The Arduino IDE does include a Serial Monitor, but this is somewhat limited. The ideal solution would be to use a Serial Terminal that supports VT100 escape codes. Ivan has actually done this as a special one-off solution for one of his own projects, but he says it can be a bit tricky to get everything working together.
To cut a long story short, what I want to be able to do is something like the following:
- Download a free VT100-capable Serial Terminal application and install it on my PC.
- Download a "DIY-Menu" library for the Arduino.
Now, when I'm creating an Arduino program, I would #include the DIY-Menu library and then write the code to draw and service my particular menu.
After uploading and running the program on the Arduino, instead of clicking the Serial Monitor icon in the Arduino's IDE, I would launch the JS-DIY-Menu app. In turn, this would automatically determine which COM port the Arduino was using, launch the VT100-capable Serial Terminal application, place it in VT100 mode, and connect it to the Arduino.
At this point, the Arduino would draw my menu on the screen, after which I could use my keyboard to select menu items and vary/specify parameters.
So, I know what I want, I just don’t know how to achieve it. What I need to do is talk to a software guru who has a clue, but where are we going to find one at this time of the day?
Wanted: A master of the mystic software arts (Source: pixabay.com)
I was mulling this poser over when I thought to myself: "Hang on, ESC Minneapolis is only a few weeks away!" (The Embedded Systems Conference (ESC) Minneapolis 2017 will be held November 8-9 at the Minneapolis Convention Center.)
I'm now performing my Happy Dance because past experience has taught me that whenever I have any sort of hardware or software conundrum, someone at ESC will be happy to point me in the right direction.
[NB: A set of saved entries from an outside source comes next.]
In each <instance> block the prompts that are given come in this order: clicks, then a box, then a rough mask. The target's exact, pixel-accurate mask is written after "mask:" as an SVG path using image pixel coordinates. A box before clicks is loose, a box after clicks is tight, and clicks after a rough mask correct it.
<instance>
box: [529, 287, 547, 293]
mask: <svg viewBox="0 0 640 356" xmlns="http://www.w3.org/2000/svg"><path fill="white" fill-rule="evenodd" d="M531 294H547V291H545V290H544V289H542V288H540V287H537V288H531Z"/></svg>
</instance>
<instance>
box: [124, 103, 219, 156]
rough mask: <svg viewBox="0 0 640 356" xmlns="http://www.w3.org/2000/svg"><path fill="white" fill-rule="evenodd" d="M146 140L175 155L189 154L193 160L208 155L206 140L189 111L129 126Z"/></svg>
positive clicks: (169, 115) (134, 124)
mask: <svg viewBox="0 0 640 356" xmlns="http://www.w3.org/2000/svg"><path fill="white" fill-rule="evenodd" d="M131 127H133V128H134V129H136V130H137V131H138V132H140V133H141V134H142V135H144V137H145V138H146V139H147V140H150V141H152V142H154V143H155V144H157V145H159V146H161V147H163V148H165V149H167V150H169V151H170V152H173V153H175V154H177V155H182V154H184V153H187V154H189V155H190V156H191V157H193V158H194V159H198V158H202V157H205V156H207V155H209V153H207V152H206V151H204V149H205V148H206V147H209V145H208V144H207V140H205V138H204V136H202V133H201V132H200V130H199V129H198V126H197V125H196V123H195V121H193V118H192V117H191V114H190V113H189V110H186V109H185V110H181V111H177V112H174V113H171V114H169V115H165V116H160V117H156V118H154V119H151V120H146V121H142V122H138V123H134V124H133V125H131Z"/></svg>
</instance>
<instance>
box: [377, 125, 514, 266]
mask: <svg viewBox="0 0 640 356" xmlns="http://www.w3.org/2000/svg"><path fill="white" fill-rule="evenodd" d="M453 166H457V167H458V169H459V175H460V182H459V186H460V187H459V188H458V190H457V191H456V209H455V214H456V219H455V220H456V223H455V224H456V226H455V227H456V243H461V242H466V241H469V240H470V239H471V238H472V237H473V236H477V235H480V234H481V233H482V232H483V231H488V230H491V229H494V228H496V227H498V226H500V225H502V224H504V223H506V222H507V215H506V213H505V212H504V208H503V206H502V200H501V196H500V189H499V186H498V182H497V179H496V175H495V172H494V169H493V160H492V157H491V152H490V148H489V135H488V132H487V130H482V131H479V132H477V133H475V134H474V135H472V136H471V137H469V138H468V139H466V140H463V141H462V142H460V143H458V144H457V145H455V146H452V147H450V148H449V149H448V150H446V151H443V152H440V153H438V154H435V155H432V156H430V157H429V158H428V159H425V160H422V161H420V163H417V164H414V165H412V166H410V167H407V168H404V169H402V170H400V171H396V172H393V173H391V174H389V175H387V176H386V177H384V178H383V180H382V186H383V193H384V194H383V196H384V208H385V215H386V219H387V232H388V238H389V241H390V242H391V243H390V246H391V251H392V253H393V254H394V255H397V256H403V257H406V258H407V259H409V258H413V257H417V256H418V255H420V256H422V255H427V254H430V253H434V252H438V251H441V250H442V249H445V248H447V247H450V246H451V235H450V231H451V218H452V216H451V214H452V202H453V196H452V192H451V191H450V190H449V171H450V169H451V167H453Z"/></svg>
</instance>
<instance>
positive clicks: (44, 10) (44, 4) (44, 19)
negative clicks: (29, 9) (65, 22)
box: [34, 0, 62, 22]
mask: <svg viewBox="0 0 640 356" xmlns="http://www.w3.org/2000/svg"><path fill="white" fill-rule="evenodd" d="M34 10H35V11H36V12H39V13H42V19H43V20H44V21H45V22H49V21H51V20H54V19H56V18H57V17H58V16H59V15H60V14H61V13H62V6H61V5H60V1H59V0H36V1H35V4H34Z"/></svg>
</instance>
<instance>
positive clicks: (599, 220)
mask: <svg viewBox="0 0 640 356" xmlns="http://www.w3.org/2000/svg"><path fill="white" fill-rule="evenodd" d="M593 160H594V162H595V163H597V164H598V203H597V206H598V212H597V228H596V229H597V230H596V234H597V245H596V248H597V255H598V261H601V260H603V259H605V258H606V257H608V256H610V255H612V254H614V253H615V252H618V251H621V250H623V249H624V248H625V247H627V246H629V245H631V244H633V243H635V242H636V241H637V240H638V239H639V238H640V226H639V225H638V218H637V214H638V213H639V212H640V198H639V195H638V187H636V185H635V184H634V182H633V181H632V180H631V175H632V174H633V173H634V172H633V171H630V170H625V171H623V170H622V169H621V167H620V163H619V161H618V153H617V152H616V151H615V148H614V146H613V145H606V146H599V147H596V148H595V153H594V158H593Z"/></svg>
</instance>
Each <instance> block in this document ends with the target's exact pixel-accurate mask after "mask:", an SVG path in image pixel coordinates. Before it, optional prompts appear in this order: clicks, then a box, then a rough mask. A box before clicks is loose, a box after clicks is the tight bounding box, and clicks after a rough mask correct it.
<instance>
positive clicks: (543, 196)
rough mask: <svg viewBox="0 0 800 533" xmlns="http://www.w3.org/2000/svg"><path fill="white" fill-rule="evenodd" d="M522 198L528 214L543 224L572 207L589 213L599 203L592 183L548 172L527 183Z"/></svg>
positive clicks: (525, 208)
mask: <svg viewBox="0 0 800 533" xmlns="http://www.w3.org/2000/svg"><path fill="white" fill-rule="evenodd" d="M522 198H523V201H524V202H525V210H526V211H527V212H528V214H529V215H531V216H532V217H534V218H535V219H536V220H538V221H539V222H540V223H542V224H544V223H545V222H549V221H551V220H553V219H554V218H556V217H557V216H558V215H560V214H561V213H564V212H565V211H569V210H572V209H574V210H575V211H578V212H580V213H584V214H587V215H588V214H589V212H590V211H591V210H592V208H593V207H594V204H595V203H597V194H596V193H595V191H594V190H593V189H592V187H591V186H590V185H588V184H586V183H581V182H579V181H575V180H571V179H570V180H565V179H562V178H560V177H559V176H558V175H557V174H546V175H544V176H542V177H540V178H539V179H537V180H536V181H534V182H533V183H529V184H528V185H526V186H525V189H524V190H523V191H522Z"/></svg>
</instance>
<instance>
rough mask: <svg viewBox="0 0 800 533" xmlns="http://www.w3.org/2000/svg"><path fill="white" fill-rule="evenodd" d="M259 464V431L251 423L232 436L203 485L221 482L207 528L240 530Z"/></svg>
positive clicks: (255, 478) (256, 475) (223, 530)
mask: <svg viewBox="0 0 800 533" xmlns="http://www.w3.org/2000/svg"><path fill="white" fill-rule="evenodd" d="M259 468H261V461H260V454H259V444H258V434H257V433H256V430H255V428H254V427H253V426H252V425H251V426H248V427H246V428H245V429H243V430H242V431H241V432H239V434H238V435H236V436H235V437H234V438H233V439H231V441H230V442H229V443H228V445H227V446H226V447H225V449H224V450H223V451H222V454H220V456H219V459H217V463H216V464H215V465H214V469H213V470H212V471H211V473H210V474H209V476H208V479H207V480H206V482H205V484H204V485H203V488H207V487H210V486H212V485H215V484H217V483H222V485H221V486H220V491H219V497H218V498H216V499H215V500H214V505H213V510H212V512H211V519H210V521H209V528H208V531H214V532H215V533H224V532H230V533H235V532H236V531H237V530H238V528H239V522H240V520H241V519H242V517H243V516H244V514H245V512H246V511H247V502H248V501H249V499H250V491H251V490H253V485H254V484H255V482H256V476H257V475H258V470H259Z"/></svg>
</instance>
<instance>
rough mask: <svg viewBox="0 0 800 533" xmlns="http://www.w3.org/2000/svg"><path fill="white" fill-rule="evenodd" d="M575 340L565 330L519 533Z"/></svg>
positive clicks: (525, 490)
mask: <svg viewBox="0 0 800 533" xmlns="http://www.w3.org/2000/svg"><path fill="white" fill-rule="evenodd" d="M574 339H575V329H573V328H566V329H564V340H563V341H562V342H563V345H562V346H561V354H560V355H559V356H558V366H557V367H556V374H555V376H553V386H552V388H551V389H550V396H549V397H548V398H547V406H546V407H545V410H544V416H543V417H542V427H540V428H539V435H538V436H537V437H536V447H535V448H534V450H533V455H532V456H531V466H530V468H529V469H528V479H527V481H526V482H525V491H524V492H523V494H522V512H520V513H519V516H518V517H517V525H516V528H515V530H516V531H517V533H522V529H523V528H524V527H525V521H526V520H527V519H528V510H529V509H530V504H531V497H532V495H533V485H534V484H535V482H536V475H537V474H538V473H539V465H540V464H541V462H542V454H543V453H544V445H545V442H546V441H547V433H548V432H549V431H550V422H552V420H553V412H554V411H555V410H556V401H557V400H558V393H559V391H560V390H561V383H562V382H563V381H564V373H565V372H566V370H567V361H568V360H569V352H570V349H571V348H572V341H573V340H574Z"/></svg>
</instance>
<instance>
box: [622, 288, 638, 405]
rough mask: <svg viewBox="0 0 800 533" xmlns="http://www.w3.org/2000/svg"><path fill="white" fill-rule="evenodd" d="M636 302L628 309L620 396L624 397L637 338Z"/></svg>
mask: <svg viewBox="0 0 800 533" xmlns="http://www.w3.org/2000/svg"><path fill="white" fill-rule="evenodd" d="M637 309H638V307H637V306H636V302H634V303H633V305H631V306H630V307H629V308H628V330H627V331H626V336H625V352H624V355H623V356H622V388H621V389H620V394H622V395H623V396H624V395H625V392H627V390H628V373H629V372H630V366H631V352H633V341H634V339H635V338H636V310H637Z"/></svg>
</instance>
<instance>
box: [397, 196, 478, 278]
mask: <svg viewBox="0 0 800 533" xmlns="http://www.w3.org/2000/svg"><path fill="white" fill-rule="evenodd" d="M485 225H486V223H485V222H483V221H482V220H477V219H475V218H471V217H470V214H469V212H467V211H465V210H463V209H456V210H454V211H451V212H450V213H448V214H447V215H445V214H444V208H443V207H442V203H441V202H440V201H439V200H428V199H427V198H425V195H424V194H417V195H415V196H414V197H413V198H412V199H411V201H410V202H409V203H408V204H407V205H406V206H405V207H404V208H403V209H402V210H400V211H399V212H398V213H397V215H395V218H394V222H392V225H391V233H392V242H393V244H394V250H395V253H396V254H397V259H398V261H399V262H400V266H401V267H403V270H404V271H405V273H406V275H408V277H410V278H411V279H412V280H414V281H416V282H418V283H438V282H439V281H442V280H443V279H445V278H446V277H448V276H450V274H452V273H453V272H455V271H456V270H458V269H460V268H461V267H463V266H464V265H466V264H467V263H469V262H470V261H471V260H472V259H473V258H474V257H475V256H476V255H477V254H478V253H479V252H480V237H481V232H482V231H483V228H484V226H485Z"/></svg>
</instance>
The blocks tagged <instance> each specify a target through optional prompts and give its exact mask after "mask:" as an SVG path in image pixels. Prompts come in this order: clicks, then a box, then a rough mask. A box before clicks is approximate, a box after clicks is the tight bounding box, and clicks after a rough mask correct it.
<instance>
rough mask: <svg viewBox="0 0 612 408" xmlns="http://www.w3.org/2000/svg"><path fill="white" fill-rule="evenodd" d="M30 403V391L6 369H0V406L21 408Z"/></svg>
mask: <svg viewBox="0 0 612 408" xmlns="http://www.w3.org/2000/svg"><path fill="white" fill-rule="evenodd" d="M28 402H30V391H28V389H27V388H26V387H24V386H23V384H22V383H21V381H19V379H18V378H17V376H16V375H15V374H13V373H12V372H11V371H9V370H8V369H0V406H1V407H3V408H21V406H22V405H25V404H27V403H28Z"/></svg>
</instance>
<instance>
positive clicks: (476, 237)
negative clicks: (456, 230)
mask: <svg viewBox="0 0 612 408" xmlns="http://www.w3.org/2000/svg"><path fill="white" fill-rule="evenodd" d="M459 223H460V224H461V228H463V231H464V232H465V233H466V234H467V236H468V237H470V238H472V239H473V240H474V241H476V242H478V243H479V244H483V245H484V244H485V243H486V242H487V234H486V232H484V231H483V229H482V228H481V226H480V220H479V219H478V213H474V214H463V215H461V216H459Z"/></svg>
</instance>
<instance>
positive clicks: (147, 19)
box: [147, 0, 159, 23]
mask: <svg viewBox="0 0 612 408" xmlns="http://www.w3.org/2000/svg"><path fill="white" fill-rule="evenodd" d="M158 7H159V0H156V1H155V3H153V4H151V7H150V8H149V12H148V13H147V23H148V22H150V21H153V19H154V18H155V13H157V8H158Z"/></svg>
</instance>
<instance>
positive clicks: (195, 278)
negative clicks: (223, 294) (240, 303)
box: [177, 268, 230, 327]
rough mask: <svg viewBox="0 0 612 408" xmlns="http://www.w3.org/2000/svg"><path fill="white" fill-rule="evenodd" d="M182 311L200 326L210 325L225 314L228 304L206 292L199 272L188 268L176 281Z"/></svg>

Are you planning on attending ESC Minneapolis? If so, perhaps I'll see you there and we can chat about my software menu poser. If you don't see me wandering around, then I'll be giving a couple of presentations at the ESC Engineering Theater, and these presentations will be open to anyone to attend so long as they are flaunting a Free Expo Pass (all you have to do is register). I'll be the one in the Hawaiian shirt. As always, all you have to do is shout "Max, Beer!" or "Max, Bacon!" to be assured of my undivided attention.